Sigfox has continued to shrug off the criticism with Gallic nonchalance. In an email sent in late November in response to Light Reading's previous coverage, a company spokesperson said: "In relation to the financial situation of the company -- to be clear, contrary to any rumors you have heard, we are in a strong financial situation and we are on track to hit our target in 2018."
Moreover, in a recent interview with French financial newspaper Les Echos (subscription required), which cited the issues first reported by Light Reading, Le Moan insisted that Sigfox would hit the 60 million ($72 million) revenue target for 2017 and said he aimed to make it profitable by the fourth quarter of 2018.
However, the target date for an initial public offering now appears to have been pushed back to mid-2019 from 2018 previously, which suggests that earnings have fallen below expectations. (See Sigfox to Go Public in 2018 Report.)

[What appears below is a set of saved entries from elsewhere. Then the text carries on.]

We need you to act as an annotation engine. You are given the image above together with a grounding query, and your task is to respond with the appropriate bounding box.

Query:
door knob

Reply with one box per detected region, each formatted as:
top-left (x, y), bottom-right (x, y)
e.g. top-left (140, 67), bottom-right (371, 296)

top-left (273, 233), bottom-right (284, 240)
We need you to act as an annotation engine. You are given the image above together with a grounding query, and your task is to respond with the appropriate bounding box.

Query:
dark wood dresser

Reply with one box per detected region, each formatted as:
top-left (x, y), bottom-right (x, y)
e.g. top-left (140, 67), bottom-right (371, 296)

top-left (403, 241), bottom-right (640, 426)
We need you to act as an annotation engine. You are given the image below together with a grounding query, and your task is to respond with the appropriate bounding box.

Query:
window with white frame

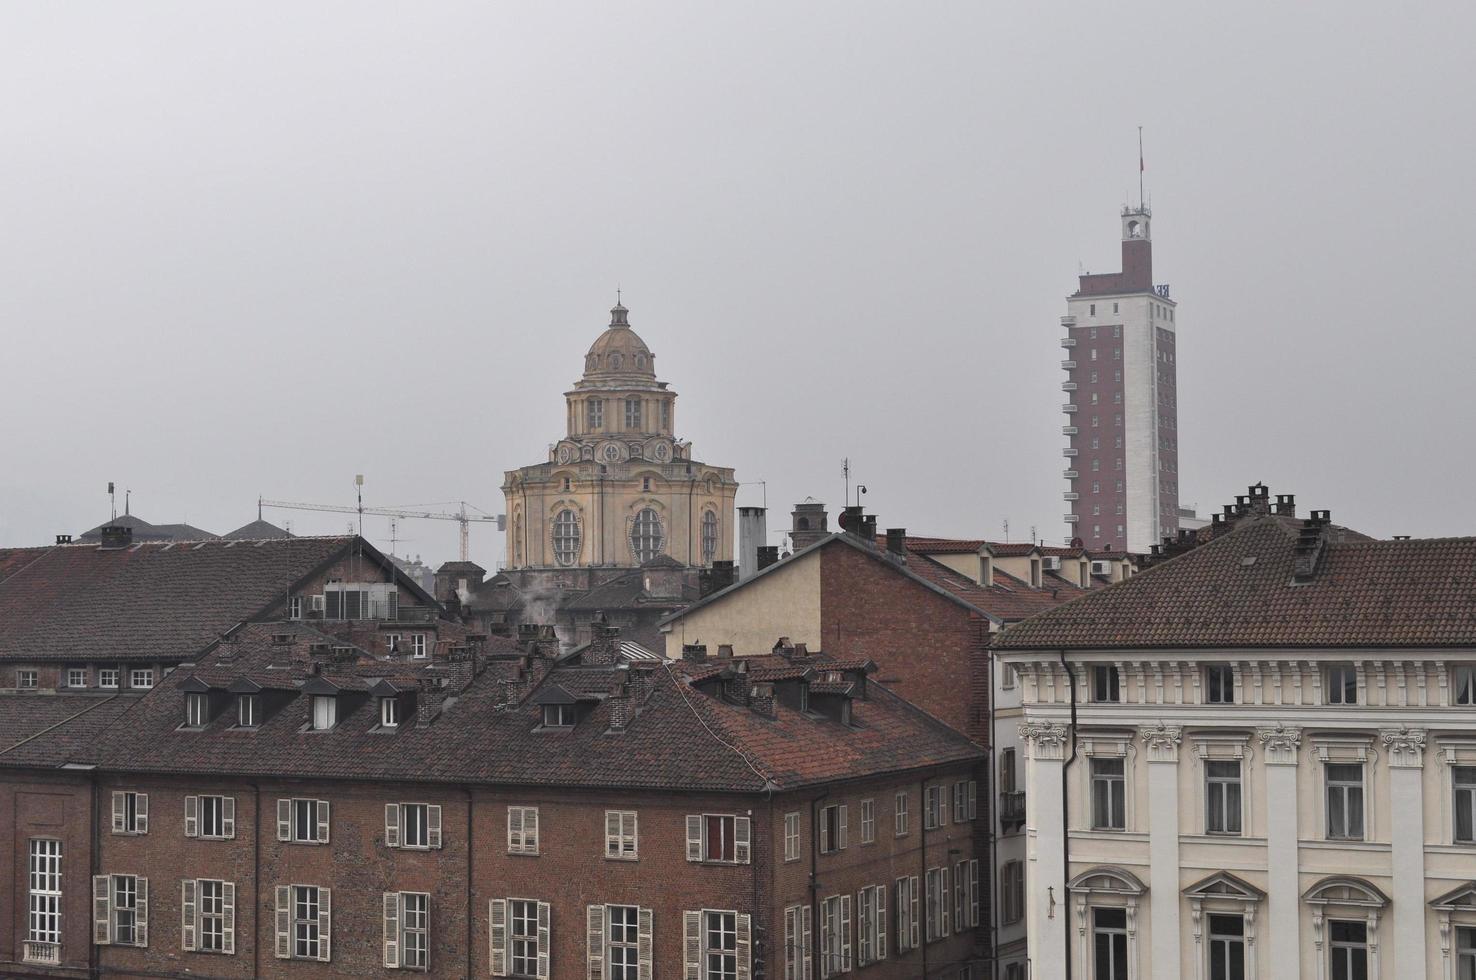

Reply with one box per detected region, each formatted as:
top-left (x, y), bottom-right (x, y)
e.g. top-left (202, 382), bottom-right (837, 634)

top-left (277, 884), bottom-right (330, 961)
top-left (1457, 927), bottom-right (1476, 980)
top-left (1456, 767), bottom-right (1476, 843)
top-left (1325, 664), bottom-right (1358, 705)
top-left (1205, 760), bottom-right (1243, 835)
top-left (512, 901), bottom-right (544, 975)
top-left (489, 898), bottom-right (549, 979)
top-left (952, 780), bottom-right (978, 823)
top-left (924, 867), bottom-right (950, 942)
top-left (1093, 907), bottom-right (1128, 980)
top-left (924, 785), bottom-right (945, 829)
top-left (1204, 664), bottom-right (1234, 704)
top-left (112, 791), bottom-right (148, 835)
top-left (385, 802), bottom-right (442, 850)
top-left (1000, 860), bottom-right (1024, 924)
top-left (624, 398), bottom-right (642, 429)
top-left (18, 669), bottom-right (37, 689)
top-left (131, 669), bottom-right (154, 689)
top-left (1091, 757), bottom-right (1127, 830)
top-left (686, 909), bottom-right (745, 980)
top-left (630, 508), bottom-right (664, 563)
top-left (1325, 764), bottom-right (1365, 841)
top-left (859, 799), bottom-right (875, 844)
top-left (587, 398), bottom-right (604, 429)
top-left (820, 803), bottom-right (848, 854)
top-left (895, 876), bottom-right (920, 953)
top-left (1207, 914), bottom-right (1245, 980)
top-left (185, 692), bottom-right (209, 728)
top-left (28, 838), bottom-right (62, 948)
top-left (592, 904), bottom-right (649, 980)
top-left (819, 894), bottom-right (851, 977)
top-left (605, 810), bottom-right (637, 860)
top-left (380, 696), bottom-right (400, 728)
top-left (1329, 920), bottom-right (1368, 980)
top-left (183, 878), bottom-right (235, 953)
top-left (857, 884), bottom-right (886, 965)
top-left (383, 891), bottom-right (429, 970)
top-left (67, 667), bottom-right (87, 688)
top-left (99, 668), bottom-right (119, 689)
top-left (309, 695), bottom-right (337, 731)
top-left (411, 634), bottom-right (428, 658)
top-left (686, 813), bottom-right (751, 864)
top-left (238, 694), bottom-right (260, 728)
top-left (1455, 665), bottom-right (1476, 705)
top-left (92, 873), bottom-right (148, 946)
top-left (783, 811), bottom-right (801, 861)
top-left (1092, 664), bottom-right (1121, 702)
top-left (784, 904), bottom-right (812, 980)
top-left (508, 806), bottom-right (539, 855)
top-left (278, 798), bottom-right (329, 844)
top-left (1001, 748), bottom-right (1018, 794)
top-left (895, 792), bottom-right (910, 836)
top-left (186, 795), bottom-right (235, 840)
top-left (288, 596), bottom-right (303, 619)
top-left (701, 510), bottom-right (719, 565)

And while Sigfox raised 150 million ($181 million) in late 2016, it had been aiming for as much as 500 million ($603 million), according to earlier reports in the mainstream French press.
Responding to questions about management departures, Le Moan told Les Echos that "all the departures were made on the initiative of Sigfox, and the vacant positions were filled."
Were Sigfox ultimately to be sidelined and confined to a niche role, or even collapse, other LPWA players will naturally expect to fill the vacuum it leaves behind. Vodafone Group plc (NYSE: VOD), which backs NB-IoT with religious zeal, has previously argued the narrowband cellular technology will "crush" Sigfox as it is rolled out. (See Vodafone to 'Crush' LoRa, Sigfox With NB-IoT.)
Yet many in the LPWA community may be troubled by the possibility of its demise, as this detailed blog from Synchrologix points out.
Indisputably a pioneer in IoT, Sigfox at the very least deserves credit for acting as an industry catalyst. Without the innovations of Sigfox and LoRa, and the pricing pressure they have brought to bear on mobile operators, there would possibly have been no NB-IoT and an even less developed IoT market than currently exists.